I nodded. “They’re at their dad’s this weekend. They’re going to meet the governor.”
“Oh,” the doctor said, pretending to be impressed. He’d met the governor several times. “My girls are coming home this weekend, too.”
I smiled, glad to hear it. Since Dr. Hayes’s divorce, Miranda and Ashley didn’t come home to visit nearly as much as he would have liked. They were both in college, both in serious relationships, and both mama’s girls. Much to the doctor’s dismay, any free time they had away from boyfriends and studying was usually spent with their mother.
He stopped, took a breath, held the exam-room door open, and then followed me inside. He hadn’t given me time to set up the room before he came back, so I was glad the upper GI was cancelled.
David was shaking the bottles of barium.
“Thanks, David. We won’t be needing those.”
David nodded. Having seen the images before, he already knew why.
I helped Dana to a sitting position, and she stared at both of us, clearly wondering what was going on.
“Dana,” Dr. Hayes began, “you say your problem began early Wednesday morning?”
“Yes,” she said, her voice strained with increasing discomfort.
Dr. Hayes abruptly stopped, and then smiled at Dana, putting his hand on hers. “We’re not going to do the upper GI today. Dr. Vance is going to schedule you a CT instead. We’re going to have you get dressed and go back to the waiting room. They should be calling you before long. Do you have someone with you today?”
“Joey, my boyfriend.”
“Good,” the doctor said, patting her hand.
“Am I going to be okay?” she said, struggling to sit on her bony backside.
Dr. Hayes smiled in the way I imagined him smiling while speaking to his daughters. “We’re going to take good care of you. Don’t worry.”

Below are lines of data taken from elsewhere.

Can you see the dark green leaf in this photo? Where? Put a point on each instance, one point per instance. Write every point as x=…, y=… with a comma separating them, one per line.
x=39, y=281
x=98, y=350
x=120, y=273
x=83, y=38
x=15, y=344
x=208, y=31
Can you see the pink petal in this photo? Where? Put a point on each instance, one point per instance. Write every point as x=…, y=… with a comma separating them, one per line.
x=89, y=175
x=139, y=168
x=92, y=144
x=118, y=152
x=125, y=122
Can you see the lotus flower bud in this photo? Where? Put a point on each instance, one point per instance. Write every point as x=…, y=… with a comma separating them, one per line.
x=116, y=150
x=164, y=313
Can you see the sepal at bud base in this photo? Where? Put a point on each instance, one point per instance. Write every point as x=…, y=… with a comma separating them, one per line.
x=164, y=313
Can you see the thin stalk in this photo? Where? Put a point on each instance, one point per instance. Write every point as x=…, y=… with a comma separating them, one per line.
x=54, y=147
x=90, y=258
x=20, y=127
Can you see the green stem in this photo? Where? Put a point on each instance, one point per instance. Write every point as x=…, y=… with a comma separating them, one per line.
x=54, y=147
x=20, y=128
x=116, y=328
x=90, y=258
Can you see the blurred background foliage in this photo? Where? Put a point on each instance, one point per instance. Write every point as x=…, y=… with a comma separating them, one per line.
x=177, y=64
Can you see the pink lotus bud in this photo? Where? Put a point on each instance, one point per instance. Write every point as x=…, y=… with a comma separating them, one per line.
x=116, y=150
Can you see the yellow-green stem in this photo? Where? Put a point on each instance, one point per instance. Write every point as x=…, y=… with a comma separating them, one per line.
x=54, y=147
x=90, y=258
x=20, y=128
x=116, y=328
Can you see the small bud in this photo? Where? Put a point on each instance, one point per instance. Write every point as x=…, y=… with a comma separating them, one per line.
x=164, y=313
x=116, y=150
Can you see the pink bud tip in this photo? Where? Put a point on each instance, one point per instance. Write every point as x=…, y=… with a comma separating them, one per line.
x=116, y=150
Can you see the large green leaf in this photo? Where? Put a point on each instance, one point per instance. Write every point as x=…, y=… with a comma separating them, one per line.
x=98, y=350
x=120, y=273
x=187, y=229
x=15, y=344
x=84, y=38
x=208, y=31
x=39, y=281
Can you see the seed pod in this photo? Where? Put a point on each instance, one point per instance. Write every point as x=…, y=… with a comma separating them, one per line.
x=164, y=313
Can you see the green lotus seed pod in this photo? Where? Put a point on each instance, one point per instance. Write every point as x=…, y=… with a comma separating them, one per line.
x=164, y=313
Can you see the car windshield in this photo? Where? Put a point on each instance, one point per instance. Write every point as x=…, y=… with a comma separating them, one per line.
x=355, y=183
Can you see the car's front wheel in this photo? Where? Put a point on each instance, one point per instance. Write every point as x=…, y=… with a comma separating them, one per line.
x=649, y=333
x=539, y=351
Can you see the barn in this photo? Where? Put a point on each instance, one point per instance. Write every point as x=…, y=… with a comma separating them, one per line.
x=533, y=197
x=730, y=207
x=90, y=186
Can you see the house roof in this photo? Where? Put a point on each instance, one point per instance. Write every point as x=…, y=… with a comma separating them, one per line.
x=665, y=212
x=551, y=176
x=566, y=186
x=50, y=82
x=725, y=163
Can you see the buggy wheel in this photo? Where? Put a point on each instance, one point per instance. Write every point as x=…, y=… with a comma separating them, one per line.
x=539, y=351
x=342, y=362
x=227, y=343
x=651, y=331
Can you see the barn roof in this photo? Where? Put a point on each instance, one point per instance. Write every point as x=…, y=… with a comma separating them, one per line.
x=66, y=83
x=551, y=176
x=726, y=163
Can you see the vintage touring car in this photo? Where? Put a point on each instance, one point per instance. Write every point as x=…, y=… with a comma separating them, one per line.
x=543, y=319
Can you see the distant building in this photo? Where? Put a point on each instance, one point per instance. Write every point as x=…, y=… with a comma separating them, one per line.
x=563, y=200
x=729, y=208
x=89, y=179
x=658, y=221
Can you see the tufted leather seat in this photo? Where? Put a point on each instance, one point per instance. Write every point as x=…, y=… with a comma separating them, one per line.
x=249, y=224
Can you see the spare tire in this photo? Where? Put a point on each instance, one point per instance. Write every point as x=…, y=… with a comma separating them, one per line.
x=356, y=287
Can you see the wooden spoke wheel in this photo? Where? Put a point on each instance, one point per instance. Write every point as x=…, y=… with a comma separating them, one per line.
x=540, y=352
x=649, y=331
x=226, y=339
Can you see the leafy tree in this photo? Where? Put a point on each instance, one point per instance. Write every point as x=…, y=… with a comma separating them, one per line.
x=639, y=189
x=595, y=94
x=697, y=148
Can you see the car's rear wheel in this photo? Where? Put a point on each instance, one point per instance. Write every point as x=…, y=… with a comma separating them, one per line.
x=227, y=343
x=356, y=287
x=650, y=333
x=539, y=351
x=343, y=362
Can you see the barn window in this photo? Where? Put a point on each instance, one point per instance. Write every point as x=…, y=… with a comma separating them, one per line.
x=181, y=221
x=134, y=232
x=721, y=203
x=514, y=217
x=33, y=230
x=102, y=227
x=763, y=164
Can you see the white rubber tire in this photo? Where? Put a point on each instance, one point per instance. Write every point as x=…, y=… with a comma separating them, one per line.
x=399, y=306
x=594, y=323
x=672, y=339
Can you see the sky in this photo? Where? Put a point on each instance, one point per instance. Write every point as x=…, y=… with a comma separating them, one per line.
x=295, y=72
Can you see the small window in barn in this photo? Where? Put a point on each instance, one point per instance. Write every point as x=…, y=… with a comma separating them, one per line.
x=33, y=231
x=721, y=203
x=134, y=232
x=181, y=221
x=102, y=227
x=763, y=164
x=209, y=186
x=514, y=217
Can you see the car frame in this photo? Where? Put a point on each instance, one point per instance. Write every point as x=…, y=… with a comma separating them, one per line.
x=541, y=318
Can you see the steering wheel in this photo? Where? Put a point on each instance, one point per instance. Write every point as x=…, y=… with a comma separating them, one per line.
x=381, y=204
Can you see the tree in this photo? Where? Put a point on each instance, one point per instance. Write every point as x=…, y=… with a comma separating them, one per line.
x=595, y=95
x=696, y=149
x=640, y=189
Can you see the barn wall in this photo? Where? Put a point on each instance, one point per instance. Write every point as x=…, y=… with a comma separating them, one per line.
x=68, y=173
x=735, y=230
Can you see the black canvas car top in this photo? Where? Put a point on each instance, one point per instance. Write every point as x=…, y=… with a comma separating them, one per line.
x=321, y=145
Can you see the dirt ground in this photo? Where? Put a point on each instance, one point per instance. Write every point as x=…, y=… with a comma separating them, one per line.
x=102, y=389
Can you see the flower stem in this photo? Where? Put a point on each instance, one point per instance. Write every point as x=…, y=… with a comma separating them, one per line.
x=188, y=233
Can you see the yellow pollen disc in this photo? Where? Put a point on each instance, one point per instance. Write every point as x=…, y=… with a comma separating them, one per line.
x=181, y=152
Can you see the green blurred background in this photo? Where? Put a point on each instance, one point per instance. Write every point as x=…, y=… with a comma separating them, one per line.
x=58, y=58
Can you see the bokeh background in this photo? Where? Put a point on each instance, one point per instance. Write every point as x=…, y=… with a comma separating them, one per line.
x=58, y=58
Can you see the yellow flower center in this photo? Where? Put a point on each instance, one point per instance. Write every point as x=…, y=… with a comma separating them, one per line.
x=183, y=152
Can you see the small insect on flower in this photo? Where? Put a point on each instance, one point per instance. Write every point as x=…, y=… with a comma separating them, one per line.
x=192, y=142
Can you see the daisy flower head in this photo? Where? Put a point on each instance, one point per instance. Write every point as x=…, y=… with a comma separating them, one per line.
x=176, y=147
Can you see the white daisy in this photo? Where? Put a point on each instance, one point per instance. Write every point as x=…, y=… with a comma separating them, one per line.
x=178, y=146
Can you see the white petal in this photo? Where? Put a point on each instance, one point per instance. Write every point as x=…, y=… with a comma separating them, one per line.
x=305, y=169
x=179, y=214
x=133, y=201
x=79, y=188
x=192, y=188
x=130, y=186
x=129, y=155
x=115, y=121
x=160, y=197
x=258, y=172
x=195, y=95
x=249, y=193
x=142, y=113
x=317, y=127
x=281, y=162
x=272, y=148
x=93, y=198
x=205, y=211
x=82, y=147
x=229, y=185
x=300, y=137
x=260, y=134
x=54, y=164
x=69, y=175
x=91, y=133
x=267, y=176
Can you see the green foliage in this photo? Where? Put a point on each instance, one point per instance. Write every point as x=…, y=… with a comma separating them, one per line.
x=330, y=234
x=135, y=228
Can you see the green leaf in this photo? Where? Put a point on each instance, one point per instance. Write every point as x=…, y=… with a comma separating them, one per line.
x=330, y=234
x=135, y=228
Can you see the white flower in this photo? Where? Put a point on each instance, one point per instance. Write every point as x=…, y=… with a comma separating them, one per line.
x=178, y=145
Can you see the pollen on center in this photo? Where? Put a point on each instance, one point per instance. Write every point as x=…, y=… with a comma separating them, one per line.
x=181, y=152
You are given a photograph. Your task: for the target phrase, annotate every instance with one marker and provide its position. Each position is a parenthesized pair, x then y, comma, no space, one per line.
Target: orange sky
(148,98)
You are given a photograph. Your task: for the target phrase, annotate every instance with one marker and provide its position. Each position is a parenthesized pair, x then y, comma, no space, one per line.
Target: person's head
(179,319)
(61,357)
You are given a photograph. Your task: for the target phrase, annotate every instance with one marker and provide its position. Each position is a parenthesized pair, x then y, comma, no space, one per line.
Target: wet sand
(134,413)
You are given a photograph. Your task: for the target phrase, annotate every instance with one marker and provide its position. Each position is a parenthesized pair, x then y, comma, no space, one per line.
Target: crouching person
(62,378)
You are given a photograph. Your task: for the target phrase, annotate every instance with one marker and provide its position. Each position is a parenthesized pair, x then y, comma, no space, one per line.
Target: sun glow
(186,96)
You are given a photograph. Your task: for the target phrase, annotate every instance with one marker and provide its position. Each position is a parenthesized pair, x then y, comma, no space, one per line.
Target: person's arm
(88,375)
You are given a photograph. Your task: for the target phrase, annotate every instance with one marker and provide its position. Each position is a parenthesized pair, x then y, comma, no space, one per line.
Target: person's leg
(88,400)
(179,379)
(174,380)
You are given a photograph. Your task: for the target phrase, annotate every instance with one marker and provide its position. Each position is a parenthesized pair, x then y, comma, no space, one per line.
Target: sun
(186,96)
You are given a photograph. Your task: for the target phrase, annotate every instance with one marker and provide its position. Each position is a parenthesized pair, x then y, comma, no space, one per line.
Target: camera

I helped Dana step to the floor. “Leave your gown on,” I said, quickly grabbing another one and holding it behind her. “Slip this on behind you like a robe.” She slipped her tiny arms through the holes, and then I helped her to the chair beside the cabinet. “Go ahead and put on your shoes. I’ll be right back. Just try to relax.”
“Yep,” Dana said, trying to get comfortable.
I grabbed her requisition off the counter and followed the doctor to the workroom.
As soon as we were out of earshot, Dr. Hayes turned to me. “Try to talk to her some more. See if you can get something else out of her.”
“I can try. All she mentioned out of the ordinary was the bite.”
“You’re sure it wasn’t an animal?”
I shrugged. “She said it was some drunk guy. It looks infected.”
Dr. Hayes looked at Dana’s abnormal gas patterns on the monitor once more. “That’s too bad. She seems like a sweet kid.”
I nodded, somber. David and I traded glances, and then I took a breath, mentally preparing myself to carry such a heavy secret back into that room. Keeping her own death from her felt like a betrayal, even though we’d only just met.
My sneakers made a ripping noise as they pulled away from the floor. “Ready?” I asked with a bright smile.